Nel suo ufficio, proprio dietro la scrivania, Tonin ha appeso la foto della baracca dove viveva da piccolo, con i suoi genitori e i sei fratelli. «Eravamo miserabili, non avevamo niente, ma non ci disperavamo, anzi, cantavamo e la fede ci sosteneva. Mia mamma era profondamente credente e ci ha trasmesso i valori cristiani». «Qualcuno ci aiutava», continua, «ma la maggioranza non vedeva l’ora di poterci mandare via. Eravamo proprio come gli zingari». Simonetta: «Mio papà voleva solo sposare mia mamma e mettere un tetto sulla casa dei suoi genitori. Usava proprio queste parole, perché un vero e proprio tetto quella baracca non ce l’aveva. Faceva il camionista e guadagnava bene, così è riuscito a realizzare le due cose che aveva promesso. Il resto è arrivato dopo, quasi per caso, ma noi viviamo ancora nella stessa casa, costruita dove è cresciuto mio padre».
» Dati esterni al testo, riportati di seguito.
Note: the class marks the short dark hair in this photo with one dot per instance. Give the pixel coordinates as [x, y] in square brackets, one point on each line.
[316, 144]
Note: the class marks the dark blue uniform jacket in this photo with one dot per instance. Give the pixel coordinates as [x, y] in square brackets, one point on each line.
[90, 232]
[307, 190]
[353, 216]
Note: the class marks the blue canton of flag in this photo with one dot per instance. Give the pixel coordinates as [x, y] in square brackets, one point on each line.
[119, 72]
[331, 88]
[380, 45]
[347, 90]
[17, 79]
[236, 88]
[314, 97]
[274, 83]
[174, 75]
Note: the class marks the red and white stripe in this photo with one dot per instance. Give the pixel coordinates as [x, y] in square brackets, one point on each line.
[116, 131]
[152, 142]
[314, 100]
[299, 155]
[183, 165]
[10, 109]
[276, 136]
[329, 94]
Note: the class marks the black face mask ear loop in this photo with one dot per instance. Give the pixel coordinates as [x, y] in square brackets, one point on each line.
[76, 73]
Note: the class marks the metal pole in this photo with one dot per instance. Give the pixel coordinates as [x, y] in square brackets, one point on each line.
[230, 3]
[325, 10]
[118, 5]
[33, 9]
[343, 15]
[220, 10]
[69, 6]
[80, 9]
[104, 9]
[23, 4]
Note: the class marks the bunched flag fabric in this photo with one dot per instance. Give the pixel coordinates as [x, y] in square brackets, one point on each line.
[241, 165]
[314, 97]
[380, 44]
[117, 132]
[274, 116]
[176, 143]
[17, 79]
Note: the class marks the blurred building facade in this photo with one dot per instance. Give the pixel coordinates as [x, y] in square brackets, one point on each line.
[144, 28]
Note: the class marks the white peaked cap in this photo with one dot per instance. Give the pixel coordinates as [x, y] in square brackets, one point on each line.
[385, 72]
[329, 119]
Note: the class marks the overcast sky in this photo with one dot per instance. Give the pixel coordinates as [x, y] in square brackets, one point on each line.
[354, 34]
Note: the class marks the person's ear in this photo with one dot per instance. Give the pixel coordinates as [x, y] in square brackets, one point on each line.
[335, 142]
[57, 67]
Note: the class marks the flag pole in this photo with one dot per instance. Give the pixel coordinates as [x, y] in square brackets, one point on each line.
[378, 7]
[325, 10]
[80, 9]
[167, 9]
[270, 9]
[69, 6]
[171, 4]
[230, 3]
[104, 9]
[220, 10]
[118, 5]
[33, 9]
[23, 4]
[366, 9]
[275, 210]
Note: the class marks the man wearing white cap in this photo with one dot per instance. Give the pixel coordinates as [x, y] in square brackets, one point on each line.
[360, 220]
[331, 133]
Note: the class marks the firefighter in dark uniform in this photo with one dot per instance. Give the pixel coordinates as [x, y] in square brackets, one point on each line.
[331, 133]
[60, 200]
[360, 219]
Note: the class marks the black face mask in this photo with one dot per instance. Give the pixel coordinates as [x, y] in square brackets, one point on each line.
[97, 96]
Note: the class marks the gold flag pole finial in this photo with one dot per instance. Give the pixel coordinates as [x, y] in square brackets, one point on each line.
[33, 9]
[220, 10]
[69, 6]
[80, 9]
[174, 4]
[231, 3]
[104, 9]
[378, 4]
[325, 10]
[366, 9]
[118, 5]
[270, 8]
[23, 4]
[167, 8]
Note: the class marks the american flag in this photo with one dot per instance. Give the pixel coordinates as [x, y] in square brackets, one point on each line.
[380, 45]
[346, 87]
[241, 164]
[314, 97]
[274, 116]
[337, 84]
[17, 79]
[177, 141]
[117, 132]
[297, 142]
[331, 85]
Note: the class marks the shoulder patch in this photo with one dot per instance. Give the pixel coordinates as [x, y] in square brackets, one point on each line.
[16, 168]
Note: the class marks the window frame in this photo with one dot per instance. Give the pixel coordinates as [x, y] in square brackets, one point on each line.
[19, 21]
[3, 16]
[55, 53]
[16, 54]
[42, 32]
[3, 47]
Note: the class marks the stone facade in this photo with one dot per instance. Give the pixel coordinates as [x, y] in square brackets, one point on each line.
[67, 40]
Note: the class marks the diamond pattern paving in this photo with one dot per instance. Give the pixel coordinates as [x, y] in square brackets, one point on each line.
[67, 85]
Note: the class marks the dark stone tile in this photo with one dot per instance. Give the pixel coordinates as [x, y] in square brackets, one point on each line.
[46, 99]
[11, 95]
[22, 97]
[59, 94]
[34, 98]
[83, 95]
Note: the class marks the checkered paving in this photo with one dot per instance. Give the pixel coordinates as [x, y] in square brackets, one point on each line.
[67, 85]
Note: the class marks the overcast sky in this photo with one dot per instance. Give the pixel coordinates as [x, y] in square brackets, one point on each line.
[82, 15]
Poi c’è stato il grave incidente che ha troncato la sua carriera e lo ha riportato a casa per miracolo, a San Giorgio, con sette vertebre rotte. L’impero “Tonin Casa” è nato dal nulla, quando Gianni, che oggi ha 69 anni, ha comprato un furgone con le cambiali e ha iniziato a vendere scarpiere. Da allora l’azienda è cresciuta e dieci anni fa Tonin ha lanciato una linea propria di mobili. «Tanto successo è stato la nostra fortuna e sfortuna allo stesso tempo, perché ha creato delle tensioni in famiglia», continua Gianni, «comunque, appena ho potuto ho iniziato ad aiutare i missionari, ho finanziato una scuola in Mozambico e ho dato una mano ai bambini di strada che ho incontrato in Romania, dove ho una fabbrica e dove vado almeno quattro volte all’anno. Li ho sistemati in una casa e sono stato anche indagato per pedofilia, perché aiutavo i bambini?».
Oggi, sulla sua grande scrivania c’è un mucchio di lettere di persone in difficoltà, che gli chiedono aiuto dopo averlo visto in tv. «Ma come si fa a dare una mano a tutti, adesso che c’è anche la crisi?».